South Africa’s Impala has announced a temporary shutdown of its Marula mine. This came after it detected 19 people infected with COVID-19 (coronavirus) among workers returning for duty at its site in northern Limpopo province.
The 19 cases showed no symptoms of the coronavirus. Notwithstanding, 14 of them were discovered because of the proactive testing measures put in place to properly check employees returning to its mines for work. Impala said that it would reopen when proper health measures have been put in place to curb the spread of the virus.
The platinum mining giant further expressed concern as 17 of the discovered cases were from employees living in nearby communities, while two had travelled from another province.
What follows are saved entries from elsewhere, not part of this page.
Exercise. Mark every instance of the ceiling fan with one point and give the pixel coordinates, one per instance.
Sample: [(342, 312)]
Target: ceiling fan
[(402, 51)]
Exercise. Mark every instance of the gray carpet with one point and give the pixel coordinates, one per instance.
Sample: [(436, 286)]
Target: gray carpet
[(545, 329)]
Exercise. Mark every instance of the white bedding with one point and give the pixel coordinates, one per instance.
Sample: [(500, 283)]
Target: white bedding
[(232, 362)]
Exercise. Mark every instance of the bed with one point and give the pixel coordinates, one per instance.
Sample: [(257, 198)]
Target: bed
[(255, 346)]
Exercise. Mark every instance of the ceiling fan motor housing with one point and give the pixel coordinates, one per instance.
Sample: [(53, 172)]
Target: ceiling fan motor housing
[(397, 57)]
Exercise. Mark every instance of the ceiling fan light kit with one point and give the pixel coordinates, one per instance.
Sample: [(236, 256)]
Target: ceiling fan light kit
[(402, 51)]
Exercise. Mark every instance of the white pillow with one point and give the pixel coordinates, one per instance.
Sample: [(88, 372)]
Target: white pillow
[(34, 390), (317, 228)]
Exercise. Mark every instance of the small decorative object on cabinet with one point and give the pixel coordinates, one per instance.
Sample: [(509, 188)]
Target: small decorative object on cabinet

It stated that “the prevalence of COVID-19 among local communities is far higher than the company’s initial estimates.”
Just last week, South Africa’s President Cyril Ramaphosa announced a “cautious easing” of national lockdown with aims to steadily increase economic activities. The step was taken to revive the economy that has been badly hit by the coronavirus. However, this new development would overwhelm the country’s economic mission as its biggest platinum mine shuts down production processes.
The company, which happens to be a leading global platinum mine, employs over 40,000 people in South Africa. Hence, this inevitable move would affect thousands of people in its workforce while increasing the impact of the coronavirus on many households and small businesses in the country.
As South Africa took steps to a gradual easing of national lockdown last week, the government introduced 5 levels of lockdown alerts which were to determine the areas that needed stiffer lockdown measures based on infection level.
Consequently, priority was placed on metropolises over the rural regions due to the number of cases they have recorded, especially in Cape Town and Johannesburg. But, as the government expands screening and testing programme into rustic and rural provinces, test findings have indicated a rise in infection rates in those regions.